The results show the more time fussy, irritable infants spend in day care, the less likely they are to develop a so-called secure attachment with their mothers. A secure attachment means babies are at ease exploring their surroundings, but can still seek comfort from their mom when they need to — they are not clingy or aloof.
From a glass half-full perspective, the findings also mean irritable infants do better when they're mostly cared for by their parents or other family members.
"People have always thought of irritable, difficult babies as being more likely to have poor outcomes if they have stresses," said study researcher Beth Troutman, a professor of psychiatry at the University of Iowa.
"But the other side of that is that they're more likely to have good outcomes if they have more positive supportive environments," Troutman told LiveScience.
"So it's not just that having them in day care is a risk, but also that irritable babies really benefit from spending time with family members."
The study was presented on Tuesday (Oct. 26) here at the American Academy of Child and Adolescent Psychiatry's Annual Meeting.
For the study, Troutman assessed 48 one-month-old infants for their level of irritability between 1999 and 2002. During the first year of the babies' lives, mothers were interviewed at four follow-up visits and asked who had taken care of the infant over the past week and for how long.
When the babies were a year old, they were videotaped interacting with their mothers to determine whether they were securely or insecurely attached.
A roughly equal number of irritable and non-irritable infants were seen as insecurely attached.
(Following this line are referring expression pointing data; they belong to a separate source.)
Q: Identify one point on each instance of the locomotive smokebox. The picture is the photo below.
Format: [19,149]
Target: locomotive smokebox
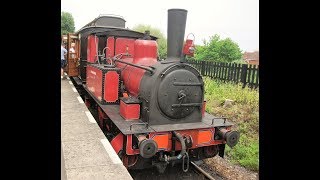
[176,28]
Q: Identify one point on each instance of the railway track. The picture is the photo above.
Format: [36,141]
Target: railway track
[197,171]
[205,170]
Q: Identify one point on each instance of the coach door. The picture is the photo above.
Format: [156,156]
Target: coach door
[73,55]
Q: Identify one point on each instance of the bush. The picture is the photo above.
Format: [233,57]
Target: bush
[244,114]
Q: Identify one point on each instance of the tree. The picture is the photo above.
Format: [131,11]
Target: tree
[67,23]
[162,41]
[218,50]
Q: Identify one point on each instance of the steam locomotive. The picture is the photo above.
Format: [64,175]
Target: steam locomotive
[152,111]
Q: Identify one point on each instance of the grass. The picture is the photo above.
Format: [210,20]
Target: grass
[244,113]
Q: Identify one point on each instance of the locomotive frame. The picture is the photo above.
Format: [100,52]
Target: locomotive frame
[151,111]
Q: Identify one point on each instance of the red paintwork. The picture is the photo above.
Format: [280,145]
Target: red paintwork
[111,86]
[129,111]
[117,142]
[145,53]
[92,48]
[94,81]
[125,45]
[187,45]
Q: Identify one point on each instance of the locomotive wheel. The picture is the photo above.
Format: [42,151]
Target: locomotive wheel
[129,160]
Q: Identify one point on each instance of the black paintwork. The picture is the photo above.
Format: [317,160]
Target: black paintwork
[161,98]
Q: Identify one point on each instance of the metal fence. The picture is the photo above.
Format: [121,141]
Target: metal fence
[247,74]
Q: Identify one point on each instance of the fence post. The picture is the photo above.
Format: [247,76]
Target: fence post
[202,67]
[244,74]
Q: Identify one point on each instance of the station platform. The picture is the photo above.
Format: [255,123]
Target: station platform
[85,151]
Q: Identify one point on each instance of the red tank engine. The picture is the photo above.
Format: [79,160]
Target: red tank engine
[152,111]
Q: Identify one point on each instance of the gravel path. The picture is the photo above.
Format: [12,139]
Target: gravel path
[230,171]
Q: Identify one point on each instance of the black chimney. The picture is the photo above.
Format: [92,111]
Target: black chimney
[176,27]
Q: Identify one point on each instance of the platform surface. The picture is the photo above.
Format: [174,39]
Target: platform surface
[85,151]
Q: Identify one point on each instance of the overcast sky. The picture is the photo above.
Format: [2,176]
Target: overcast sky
[237,19]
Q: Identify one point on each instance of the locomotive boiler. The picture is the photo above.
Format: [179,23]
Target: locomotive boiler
[153,112]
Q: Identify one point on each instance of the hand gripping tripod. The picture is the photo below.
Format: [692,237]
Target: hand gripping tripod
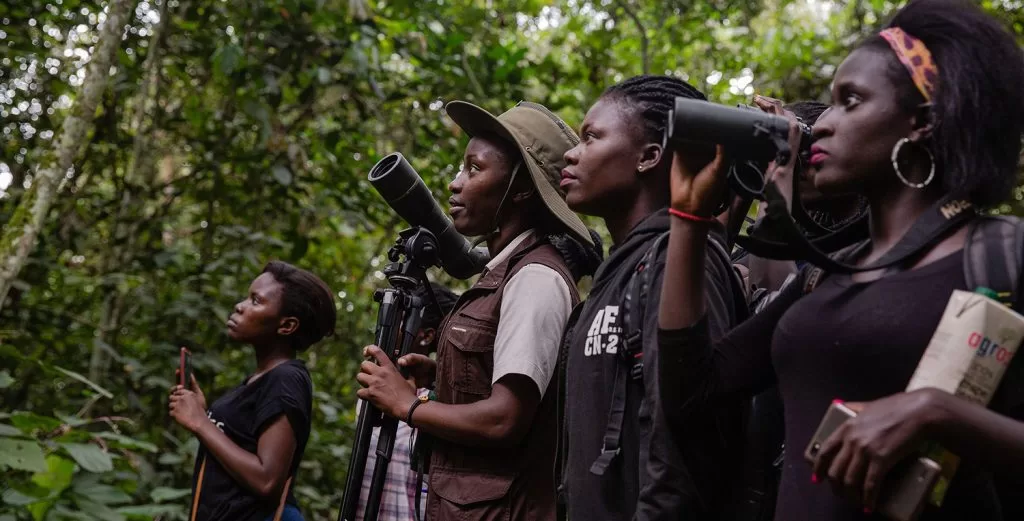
[397,322]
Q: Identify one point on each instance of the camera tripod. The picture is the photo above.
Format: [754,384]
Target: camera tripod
[398,318]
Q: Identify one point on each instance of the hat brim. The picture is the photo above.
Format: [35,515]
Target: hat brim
[478,122]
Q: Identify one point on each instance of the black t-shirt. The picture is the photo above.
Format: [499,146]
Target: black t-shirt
[650,478]
[243,414]
[847,340]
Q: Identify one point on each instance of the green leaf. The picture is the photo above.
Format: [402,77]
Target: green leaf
[170,459]
[57,475]
[22,454]
[163,493]
[80,378]
[98,510]
[29,422]
[6,430]
[99,492]
[16,498]
[282,174]
[148,512]
[89,457]
[126,442]
[226,58]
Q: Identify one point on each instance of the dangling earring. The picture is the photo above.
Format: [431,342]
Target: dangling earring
[895,157]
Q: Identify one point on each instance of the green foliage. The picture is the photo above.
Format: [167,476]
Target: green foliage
[239,132]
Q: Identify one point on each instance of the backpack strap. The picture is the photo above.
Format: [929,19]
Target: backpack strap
[813,275]
[284,500]
[993,256]
[561,439]
[736,284]
[199,489]
[630,354]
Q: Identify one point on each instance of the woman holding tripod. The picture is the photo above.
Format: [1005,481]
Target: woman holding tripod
[494,419]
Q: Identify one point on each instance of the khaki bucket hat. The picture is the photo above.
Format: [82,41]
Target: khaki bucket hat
[543,139]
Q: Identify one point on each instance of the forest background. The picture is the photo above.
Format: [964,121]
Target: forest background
[156,154]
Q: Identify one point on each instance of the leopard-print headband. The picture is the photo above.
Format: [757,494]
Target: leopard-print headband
[915,57]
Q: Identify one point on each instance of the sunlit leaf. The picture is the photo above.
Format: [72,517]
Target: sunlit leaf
[89,457]
[22,454]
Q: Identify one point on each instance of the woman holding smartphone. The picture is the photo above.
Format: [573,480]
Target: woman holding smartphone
[253,437]
[910,126]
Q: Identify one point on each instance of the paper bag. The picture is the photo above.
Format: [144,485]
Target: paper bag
[968,355]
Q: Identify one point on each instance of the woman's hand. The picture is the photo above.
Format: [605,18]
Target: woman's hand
[422,368]
[697,192]
[859,454]
[195,388]
[383,385]
[187,408]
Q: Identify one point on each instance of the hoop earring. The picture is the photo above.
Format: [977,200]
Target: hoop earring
[902,178]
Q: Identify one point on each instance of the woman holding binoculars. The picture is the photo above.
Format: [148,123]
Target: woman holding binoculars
[912,124]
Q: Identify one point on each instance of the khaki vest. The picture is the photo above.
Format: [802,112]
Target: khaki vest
[492,483]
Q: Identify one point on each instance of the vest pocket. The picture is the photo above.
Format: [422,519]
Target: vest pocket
[471,494]
[472,360]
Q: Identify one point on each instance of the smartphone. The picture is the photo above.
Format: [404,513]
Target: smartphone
[907,486]
[184,368]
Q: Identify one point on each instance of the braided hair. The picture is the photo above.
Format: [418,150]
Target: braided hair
[650,97]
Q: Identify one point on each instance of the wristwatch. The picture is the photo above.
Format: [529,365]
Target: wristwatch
[419,399]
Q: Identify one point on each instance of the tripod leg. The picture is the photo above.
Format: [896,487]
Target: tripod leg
[389,426]
[387,319]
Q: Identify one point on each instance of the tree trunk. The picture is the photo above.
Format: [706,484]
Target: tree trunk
[139,177]
[20,234]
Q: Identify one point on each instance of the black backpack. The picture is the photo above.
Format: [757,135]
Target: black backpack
[631,352]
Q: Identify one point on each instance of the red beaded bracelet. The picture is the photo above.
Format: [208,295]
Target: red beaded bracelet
[689,217]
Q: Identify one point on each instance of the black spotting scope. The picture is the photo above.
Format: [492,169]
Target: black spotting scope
[404,191]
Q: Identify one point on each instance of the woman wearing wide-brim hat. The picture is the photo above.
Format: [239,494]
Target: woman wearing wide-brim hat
[494,417]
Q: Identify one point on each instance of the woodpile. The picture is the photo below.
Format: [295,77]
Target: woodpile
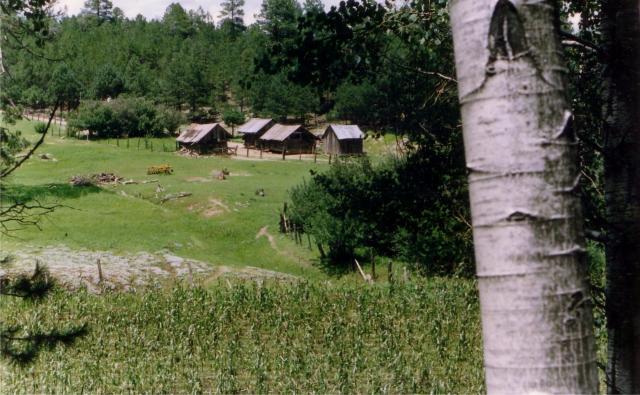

But irritable infants were more likely to develop an insecure attachment if they spent more time in day care rather than with family. There was no such link for the non-irritable infants.
It's possible that irritable infants are more sensitive to their surroundings than non-irritable infants. So when the fussy babies spend time in day care, where caregivers may not be able to attend to every cry, they are more prone to negative consequences.
"In a day care setting, it's hard to respond to six babies, and the irritable crying baby might not get as much attention or support in day care," Troutman said.
Should irritable babies go to day care?
Since the results are based on just one study of a small group of infants, Troutman cautions drawing general advice from the findings. But if parents have the resources available, she would recommend irritable infants spend more time at home with family rather than in day care.
Troutman notes her study did not take into account the quality of care babies received at their day care centers. It's possible the findings simply reflect the negative consequence of poor-quality day care rather than day care in general.
Past research has suggested infants who spent time in high-quality day care had scored higher on measures of cognitive and academic achievement at 15 years old than babies in low-quality care.